Parmudi, pelaku Gemblak, sangat menyayangkan, Gemblak tidak lagi mempunyai geliat untuk bangkit. Bahkan kostum dan properti Wayang Panji ini teronggok tak terjamah di rumahnya. Sandangan Wayang Panji ini hanya sesekali dikeluarkan ketika ada peringatan hari besar seperti pawai 17 Agustus. Itu pun tidak digunakan dalam pementasan.
“Sebenarnya, anggotanya masih ada kalau dikumpulkan, tapi ya tidak semua karena beberapa diantaranya sudah ada yang meninggal,” tutur Tarmudi.

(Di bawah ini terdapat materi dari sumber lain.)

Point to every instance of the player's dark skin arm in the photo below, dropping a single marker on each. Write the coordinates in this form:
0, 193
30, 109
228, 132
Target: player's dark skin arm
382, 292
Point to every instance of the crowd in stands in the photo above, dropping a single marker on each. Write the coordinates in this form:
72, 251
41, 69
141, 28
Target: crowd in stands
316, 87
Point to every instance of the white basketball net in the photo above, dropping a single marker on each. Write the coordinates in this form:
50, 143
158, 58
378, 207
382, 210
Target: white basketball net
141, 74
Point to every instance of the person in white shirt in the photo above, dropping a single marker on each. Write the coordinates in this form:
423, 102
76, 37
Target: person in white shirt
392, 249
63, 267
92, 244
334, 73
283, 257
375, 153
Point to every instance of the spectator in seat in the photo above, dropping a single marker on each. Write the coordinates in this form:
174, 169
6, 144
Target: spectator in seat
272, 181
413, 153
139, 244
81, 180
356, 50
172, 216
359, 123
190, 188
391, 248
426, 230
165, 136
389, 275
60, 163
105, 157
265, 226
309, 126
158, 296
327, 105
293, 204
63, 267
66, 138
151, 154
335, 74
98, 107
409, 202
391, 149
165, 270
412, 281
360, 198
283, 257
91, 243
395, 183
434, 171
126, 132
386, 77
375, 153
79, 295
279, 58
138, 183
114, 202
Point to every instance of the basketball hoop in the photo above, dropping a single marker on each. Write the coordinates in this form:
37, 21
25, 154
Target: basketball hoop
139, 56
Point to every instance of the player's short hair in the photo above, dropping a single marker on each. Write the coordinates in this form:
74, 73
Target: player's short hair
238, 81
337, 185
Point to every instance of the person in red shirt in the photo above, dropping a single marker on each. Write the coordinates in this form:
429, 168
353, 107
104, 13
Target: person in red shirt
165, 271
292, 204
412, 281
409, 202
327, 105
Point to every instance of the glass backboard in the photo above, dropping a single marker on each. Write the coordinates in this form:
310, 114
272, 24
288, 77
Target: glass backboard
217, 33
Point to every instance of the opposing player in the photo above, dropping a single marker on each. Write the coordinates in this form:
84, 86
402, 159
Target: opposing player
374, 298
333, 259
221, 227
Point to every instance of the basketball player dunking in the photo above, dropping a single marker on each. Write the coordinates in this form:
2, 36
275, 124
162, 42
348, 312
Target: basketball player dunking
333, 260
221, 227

“Jujur saja, saya kesulitan kalau mau mengumpulkan mereka,” imbuhnya.
Menurut warga Dusun Bawi Wetan, Suprapto (60 tahun), “dulu, Gemblak itu tidak hanya sebagai tontotan, tapi juga upacara untuk meminta hujan,” kenang Suprapto.
Diawali dari punden Bawi Wetan, arak-arakkan pemain Gemblak digiring menuju sumber air di dusun tersebut, lantas di sana mereka memainkan lakon hingga turun hujan.
Kesenian ini pernah mengalami puncak keemasannya pada tahun 70-an hingga Tahun 80-an. Seiring perkembangan zaman keberadaan kesenian ini sudah mulai tergeser oleh jenis kesenian yang lain. Misalnya, electone, dangdut, dan campursari sehingga kesenian ini hanya dapat ditemukan dalam acara-acara seperti HUT Proklamasi dan orang nadzar. Oleh karena itu usaha pelestarian serta pengembangan dibutuhkan kerjasama yang baik dan saling bersinergi antara pelaku seni, pemerhati seni, lembaga seni dan masyarakat pendukungnya.
Beruntunglah malam ini (24/8), kesenian yang baru saja ditetapkan sebagai Warisan Budaya Tak Benda (WBTB) Indonesia ini pentas di alun-alun Tuban. Tontonan yang langka.